Papá, fue ayer: la golpeé con mis zapatos nuevos por intentar jorobarme las invitaciones de boda al llamar al encargado para poner su nombre en ellas.

―Últimamente está de lo más fastidiosa, ¿verdad?―preguntó su padre sonriendo ante las travesuras de la vecina.

―¡No me deja en paz!―se quejó Anne―, a cada paso que doy, intenta arruinar todo lo que he hecho.

―Parece que no quiere que te cases. ¿Por qué será?―insinuó el señor Boonchuy riendo.

―Papá, ¿qué intentas decirme?―preguntó Anne algo molesta.

―Cariño, esa chica está loca por ti desde que tenía diez años.
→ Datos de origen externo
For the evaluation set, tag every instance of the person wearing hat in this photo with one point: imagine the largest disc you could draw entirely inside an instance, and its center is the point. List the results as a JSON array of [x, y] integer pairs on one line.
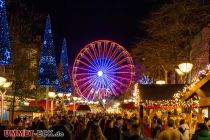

Cuando era pequeña me pedía tu mano por lo menos una vez al mes y cuando fue adulta no sé cuántas veces más. ¿Sabes lo que me ha dicho ahora? Que no me preocupe por nada, que no te casarás con Don Perfecto. Incluso todo el pueblo comenta que ha apostado veinte mil dólares a que la boda no se llevará a cabo.

―¡Esa gusano miserable no puede haber hecho eso!

―Pregúntaselo tú misma: está en la antigua casa de los OʼBrian haciendo reformas.

―¡Sí! ―comentó decidida mientras buscaba sus llaves en el interior de la casa― ¡Ahora mismo voy a cantarle las cuarenta! ¿Quién se cree que es para decir que no me casaré...?

Brian sonrió alegremente mientras veía a su hija alejarse furiosa en busca de la única persona que conseguía sacarla de sus casillas.

Ésa era su verdadera Anne, pensaba Brian, y no la Doña Perfecta que todos creían. Mei salió de la casa farfullando insultos como una camionera, y es que nadie que pasara más de dos segundos a solas con Malee era capaz de mantener un lenguaje educado.

―¿Dónde demonios ha ido Anne?―preguntó Mei desquiciada al pensar en tener que volver nuevamente al interior de la casa y enfrentarse sola a esa vieja maliciosa.

―Creo que ha ido a arreglar una casa―señaló Brian tendiéndole su cerveza. ―¿Con la chica de las Waybrith?

―Sí.

―¿Qué crees que pasará?―preguntó Mei, pensativa.

―¿Esas dos en una casa medio en ruinas? ¡Quién sabe! O la terminan de arreglar o la derrumban con sus discusiones.

―Me refería a ellas dos.

―No lo sé; por cierto, ¿cuánto tenemos ahorrado?―preguntó sonriente el señor Boonchuy a su mujer.

―¡Oh, Brian Boonchuy, borra esa sonrisa de tu boca! ¡Por nada del mundo voy a dejarte apostar en el bar de Wally!